From: Hongyi Zhao on
Hi all,

Suppose I've some files with their names consist Chinese characters
and all of these files are resided in the same directory. Now, I want
to delete Chinese characters from all of these filenames. What should
I do?

Thanks in advance.
--
..: Hongyi Zhao [ hongyi.zhao AT gmail.com ] Free as in Freedom :.
From: Ben Bacarisse on
Hongyi Zhao <hongyi.zhao(a)gmail.com> writes:

> Suppose I've some files with their names consist Chinese characters
> and all of these files are resided in the same directory. Now, I want
> to delete Chinese characters from all of these filenames. What should
> I do?

A very useful tool for such things is iconv. It will convert between
one character encoding an another, but it can also be asked to drop
any characters that can't be encoded in the target character set (the
-c flag). Thus:

iconv -c --from=utf-8 --to=ascii

drops all UTF-8 encoded characters that are not in the 7-bit ASCII table.

for f in *; do
mv $f $(echo "$f" | iconv -c --from=utf-8 --to=ascii)
done

(untested -- check before using!!) should do what you want. Of
course, UTF-8 is only one possible encoding for Chinese characters, so
you might have to change that part of the example.

--
Ben.
From: Ben Finney on
Ben Bacarisse <ben.usenet(a)bsb.me.uk> writes:

> for f in *; do
> mv $f $(echo "$f" | iconv -c --from=utf-8 --to=ascii)
> done
>
> (untested -- check before using!!) should do what you want. Of course,
> UTF-8 is only one possible encoding for Chinese characters, so you
> might have to change that part of the example.
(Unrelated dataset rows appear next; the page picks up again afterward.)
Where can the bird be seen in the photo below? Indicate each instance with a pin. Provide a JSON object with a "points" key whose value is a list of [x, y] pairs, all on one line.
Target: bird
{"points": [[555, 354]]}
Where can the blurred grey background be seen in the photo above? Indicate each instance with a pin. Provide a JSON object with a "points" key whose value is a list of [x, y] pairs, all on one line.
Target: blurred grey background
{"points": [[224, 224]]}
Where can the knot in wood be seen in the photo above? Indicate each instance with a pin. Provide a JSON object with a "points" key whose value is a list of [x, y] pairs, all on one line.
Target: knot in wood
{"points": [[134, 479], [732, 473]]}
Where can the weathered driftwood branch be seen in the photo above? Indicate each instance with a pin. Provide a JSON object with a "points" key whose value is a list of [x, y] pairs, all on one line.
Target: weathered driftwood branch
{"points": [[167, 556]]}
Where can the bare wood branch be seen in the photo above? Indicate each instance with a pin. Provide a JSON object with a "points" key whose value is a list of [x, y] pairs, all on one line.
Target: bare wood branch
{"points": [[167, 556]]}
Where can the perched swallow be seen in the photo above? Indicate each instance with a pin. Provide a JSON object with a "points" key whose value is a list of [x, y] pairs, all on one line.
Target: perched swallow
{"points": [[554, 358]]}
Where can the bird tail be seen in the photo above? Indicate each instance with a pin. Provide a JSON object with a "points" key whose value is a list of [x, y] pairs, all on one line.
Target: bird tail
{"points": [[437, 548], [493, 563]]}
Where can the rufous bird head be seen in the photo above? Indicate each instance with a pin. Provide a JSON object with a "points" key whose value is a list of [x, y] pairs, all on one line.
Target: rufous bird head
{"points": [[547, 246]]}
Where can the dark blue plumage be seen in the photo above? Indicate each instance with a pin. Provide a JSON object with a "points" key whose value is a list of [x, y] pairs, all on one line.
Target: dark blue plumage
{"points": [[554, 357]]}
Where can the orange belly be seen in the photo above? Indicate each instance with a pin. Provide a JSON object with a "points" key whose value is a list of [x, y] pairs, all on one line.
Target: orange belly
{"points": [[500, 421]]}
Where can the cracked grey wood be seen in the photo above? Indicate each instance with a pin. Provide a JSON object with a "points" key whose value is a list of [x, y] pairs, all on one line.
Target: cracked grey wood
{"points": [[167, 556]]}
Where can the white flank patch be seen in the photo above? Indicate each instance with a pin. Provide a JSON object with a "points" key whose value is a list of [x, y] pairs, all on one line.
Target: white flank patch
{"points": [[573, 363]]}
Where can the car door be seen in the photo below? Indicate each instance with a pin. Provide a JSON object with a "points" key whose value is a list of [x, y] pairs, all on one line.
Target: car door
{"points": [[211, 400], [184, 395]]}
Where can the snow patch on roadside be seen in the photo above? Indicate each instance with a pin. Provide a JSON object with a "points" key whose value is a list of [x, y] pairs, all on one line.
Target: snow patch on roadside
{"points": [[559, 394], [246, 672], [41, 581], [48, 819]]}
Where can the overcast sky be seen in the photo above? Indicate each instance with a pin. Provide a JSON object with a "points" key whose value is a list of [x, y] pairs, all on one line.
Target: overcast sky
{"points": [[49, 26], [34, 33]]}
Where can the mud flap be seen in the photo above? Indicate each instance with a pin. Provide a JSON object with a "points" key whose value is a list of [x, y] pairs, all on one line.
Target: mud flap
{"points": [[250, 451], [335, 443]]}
You will also need to consider the scenario when the removal of some
characters results in a collision in the names.

--
\ “The whole area of [treating source code as intellectual |
`\ property] is almost assuring a customer that you are not going |
_o__) to do any innovation in the future.” —Gary Barnett |
Ben Finney
From: Ben Bacarisse on
Ben Finney <ben+unix(a)benfinney.id.au> writes:

> Ben Bacarisse <ben.usenet(a)bsb.me.uk> writes:
>
>> for f in *; do
>> mv $f $(echo "$f" | iconv -c --from=utf-8 --to=ascii)

<sigh> missing quotes round both arguments to mv:

mv "$f" "$(echo """$f""" | iconv -c --from=utf-8 --to=ascii)"

>> done
>>
>> (untested -- check before using!!) should do what you want. Of course,
>> UTF-8 is only one possible encoding for Chinese characters, so you
>> might have to change that part of the example.
>
> You will also need to consider the scenario when the removal of some
> characters results in a collision in the names.

Well, the OP will, yes.

To the OP: if you extend this idea to a more general move of a path
name, take care with other effects of dropping characters. Components
of the path can turn into . or .. (this can happen even with the loop
above) or might be dropped altogether.

--
Ben.